O documento cita o exemplo da Tesla, montadora de veículos elétricos de Elon Musk, o homem mais rico do mundo. Em 2024, a empresa faturou US$ 5,63 bilhões (aproximadamente R$ 30 bilhões na cotação atual) com vendas de seus modelos. Para cada unidade, obteve lucros de US$ 3.145 (R$ 16,8 mil), o que significa 321 vezes mais do que a República Democrática do Congo (RDC) obteve com o fornecimento dos 3 quilos de cobalto em cada carro.
O governo da RDC recebe menos de US$ 10 em royalties. E o minerador médio ganha US$ 7. Mas reter o valor integral poderia gerar mais de US$ 4 bilhões (R$ 21,3 bilhões) por ano, o suficiente para fornecer energia limpa para metade de sua população de quase 110 milhões de pessoas.
Segundo dados da Oxfam, se o consumo de energia de apenas um ano do 1% mais rico do globo fosse redistribuído, isso poderia satisfazer as necessidades modernas de energia de todas as pessoas no mundo sem eletricidade sete vezes, e a redistribuição do consumo dos 10% maiores consumidores globais de energia poderia satisfazer as necessidades de todo o Sul Global nove vezes.
O relatório mostra ainda que, ao longo dos últimos 60 anos, as pessoas no Norte Global consumiram mais de 3.300 petawatt horas (PWh) de energia em excesso, quantidade suficiente para abastecer o mundo inteiro por mais de 20 anos.
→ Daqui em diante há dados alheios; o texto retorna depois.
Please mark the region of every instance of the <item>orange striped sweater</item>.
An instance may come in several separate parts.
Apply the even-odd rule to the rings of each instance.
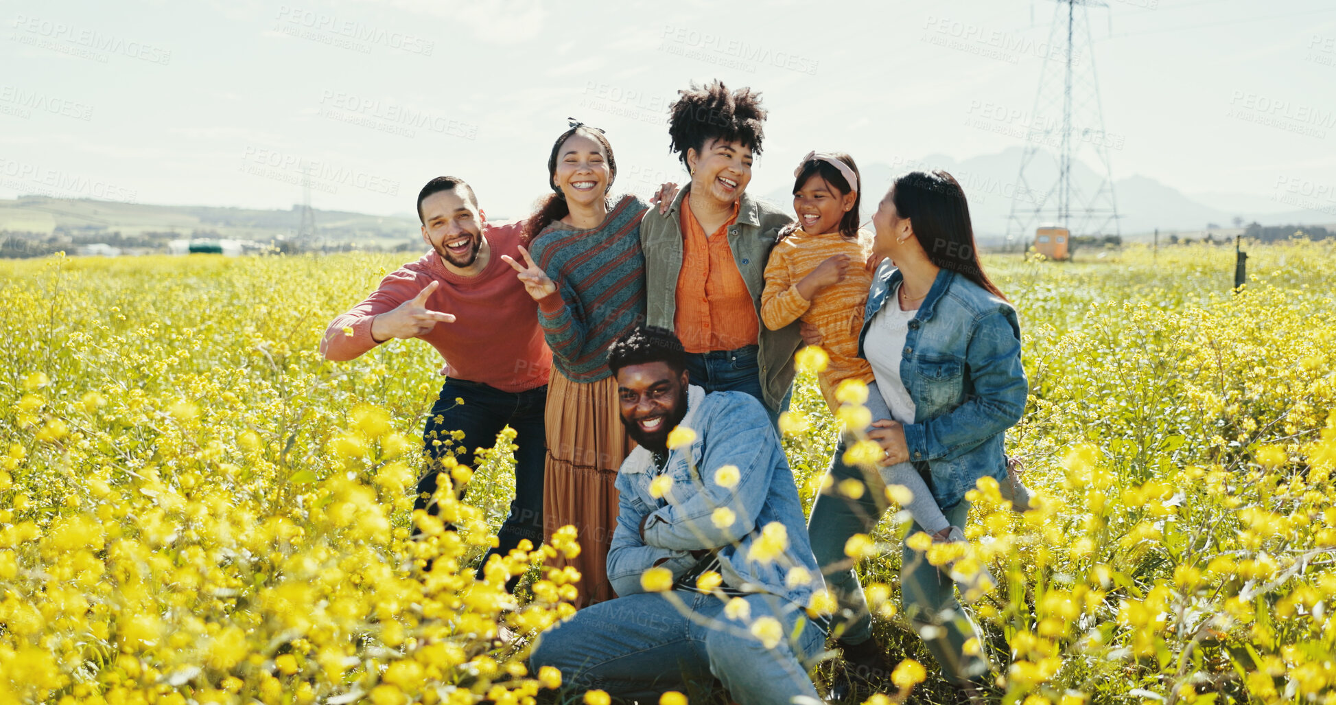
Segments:
[[[760,316],[766,328],[783,328],[796,318],[812,324],[822,334],[822,348],[830,364],[816,377],[834,413],[839,408],[835,388],[844,380],[872,381],[872,368],[858,356],[858,333],[863,328],[863,305],[872,273],[863,264],[872,253],[872,234],[858,231],[858,241],[836,233],[811,235],[803,230],[782,239],[766,264],[766,290],[760,294]],[[811,301],[798,293],[798,282],[826,258],[848,256],[844,281],[827,286]]]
O Modern Energy Minimum (MEM) estabelece um patamar de 1.000kWh por pessoa por ano, visto como um mínimo essencial para a dignidade e os direitos de desenvolvimento no Sul Global.
"Pilhagem de minerais"
O texto descreve a "pilhagem" de minerais como lítio, cobalto, níquel e terras raras, apropriação de terras para bioenergia, projetos de remoção de carbono e apreensão de recursos em larga escala para energia hidrelétrica, eólica e solar. Esses projetos frequentemente envolvem violência, trabalho forçado e danos ambientais, com pouco consentimento da população local que vive nessas novas "zonas de sacrifício".
Atualmente, a mineração, os projetos de energia renovável e o desenvolvimento industrial vinculados à transição energética - impulsionados em sua maioria pelo Norte Global e por elites poderosas, como destaca a Oxfam - ameaçam os direitos dos povos indígenas em até 60% de suas terras reconhecidas. Trata-se de uma área de 22,7 milhões de quilômetros quadrados, o equivalente ao tamanho do Brasil, dos Estados Unidos e da Índia juntos.
"Os países mais ricos e os indivíduos super-ricos estão levando a crise climática ao seu atual ponto crítico, consumindo excessivamente o orçamento de carbono por meio de sistemas profundamente desiguais e extrativistas", disse Amitabh Behar, diretor executivo da Oxfam, em comunicado. "Agora, eles estão tentando capturar e controlar a transição energética às custas dos países mais pobres e vulneráveis ao clima, aumentando ainda mais a desigualdade. Uma transição verdadeiramente justa começa com o fim dos padrões de injustiça, desgoverno e excesso."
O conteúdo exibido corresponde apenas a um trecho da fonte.